You may be back in a few months to say that once he mastered walking he was a changed boy (my daughter was). But it's obvious you want to do all you can in case the wait and see isn't that way.x

Carlope Mon 11-Mar-19 10:24:59

Hi all, thanks for your replies,

I disagree with peds that they cant do much. After all they look after our children when it comes to development, so if i have concerns. I shouldn't be told that we will see him when we want it. This is where i get frustrated...

Now on another note, i really appreciate you replying to my thread.

I think early intervention does help regarding ASD and can significantly help. But how do i seek one if my ped wont help and wont see us? Would visiting ASD centre help?

Jackshouse Mon 11-Mar-19 10:26:44

Are you in the UK?

skyshine Mon 11-Mar-19 22:24:36

Regional autism centre would certainly help - you'll get information, some support and most importantly you'll meet other parents with autistic children. At this stage it's you, parents, who need support, as understanding autism takes months.
Unfortunately, there will be many more instances when you would feel frustrated, so I would save nerves as much as possible. We were referred to speech and language therapist 16 months ago and we have yet to see one.
If you feel urge to do something, I'd recommend a book 'an early start for your child with autism' by There are many other literature about early intervention. From our experience I would add to engage the child on his terms, devote maximum time you can and show as much affection as possible - they might not respond back (as they don't know how to), but they do feel it a lot.

SinkGirl Wed 22-May-19 16:43:52

How are you doing OP?

This was me a year or so ago, except my twins were 18 months at the time.
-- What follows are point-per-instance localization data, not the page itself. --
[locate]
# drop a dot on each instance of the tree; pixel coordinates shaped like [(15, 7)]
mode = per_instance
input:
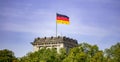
[(113, 53), (7, 56)]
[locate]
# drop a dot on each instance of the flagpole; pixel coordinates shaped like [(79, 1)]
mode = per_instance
[(56, 28)]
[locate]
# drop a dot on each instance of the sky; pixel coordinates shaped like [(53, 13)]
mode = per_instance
[(91, 21)]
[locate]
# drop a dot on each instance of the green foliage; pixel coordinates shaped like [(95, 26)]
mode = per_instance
[(113, 54), (84, 52), (7, 56)]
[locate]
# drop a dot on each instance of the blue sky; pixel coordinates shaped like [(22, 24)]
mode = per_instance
[(91, 21)]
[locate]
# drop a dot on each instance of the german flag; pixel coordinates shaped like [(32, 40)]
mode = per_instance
[(62, 19)]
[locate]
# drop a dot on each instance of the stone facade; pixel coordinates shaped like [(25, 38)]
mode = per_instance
[(54, 42)]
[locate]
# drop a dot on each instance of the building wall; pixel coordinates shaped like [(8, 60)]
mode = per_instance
[(57, 46)]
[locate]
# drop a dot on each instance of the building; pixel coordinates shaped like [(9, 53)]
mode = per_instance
[(54, 42)]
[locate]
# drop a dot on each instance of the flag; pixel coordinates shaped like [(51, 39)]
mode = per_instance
[(62, 19)]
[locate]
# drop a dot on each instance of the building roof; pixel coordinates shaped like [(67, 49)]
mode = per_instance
[(49, 40)]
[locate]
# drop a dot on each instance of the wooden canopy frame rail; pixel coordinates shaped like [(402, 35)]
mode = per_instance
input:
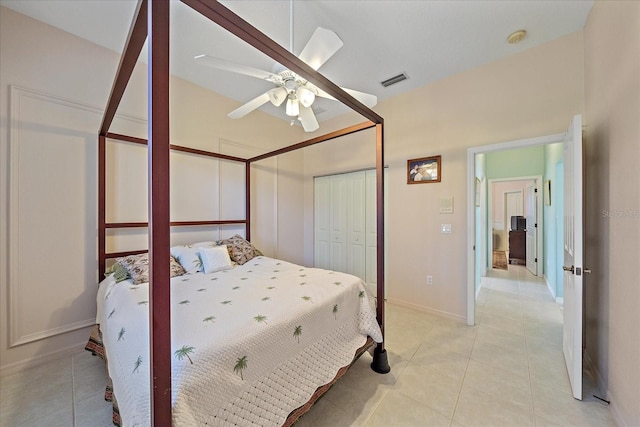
[(151, 20)]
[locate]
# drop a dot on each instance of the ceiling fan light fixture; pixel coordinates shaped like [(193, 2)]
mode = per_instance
[(292, 108), (305, 96), (277, 96)]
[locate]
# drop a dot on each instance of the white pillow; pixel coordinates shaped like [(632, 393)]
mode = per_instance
[(215, 259), (187, 256)]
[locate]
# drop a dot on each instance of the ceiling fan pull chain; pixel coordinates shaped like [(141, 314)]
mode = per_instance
[(291, 26)]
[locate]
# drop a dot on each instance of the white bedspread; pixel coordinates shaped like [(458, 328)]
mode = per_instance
[(249, 345)]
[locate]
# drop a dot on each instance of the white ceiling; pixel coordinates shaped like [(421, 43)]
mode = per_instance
[(428, 40)]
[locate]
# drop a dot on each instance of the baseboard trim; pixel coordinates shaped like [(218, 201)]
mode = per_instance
[(40, 360), (591, 366), (615, 412), (428, 310)]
One was diagnosed with ASD in December (and other things), the other twin was diagnosed in February this year.

The last year has been so hard. But early intervention from SALT, portage and occupational therapists (minimally) has made so much difference. Of course they’re still autistic. They still can’t talk. But there’s so much more interaction and communication. They’re making so much progress.

If your doctor isn’t listening, see another. The sooner you can start trying to help them, the better.

There are books on early intervention too which you can start yourself.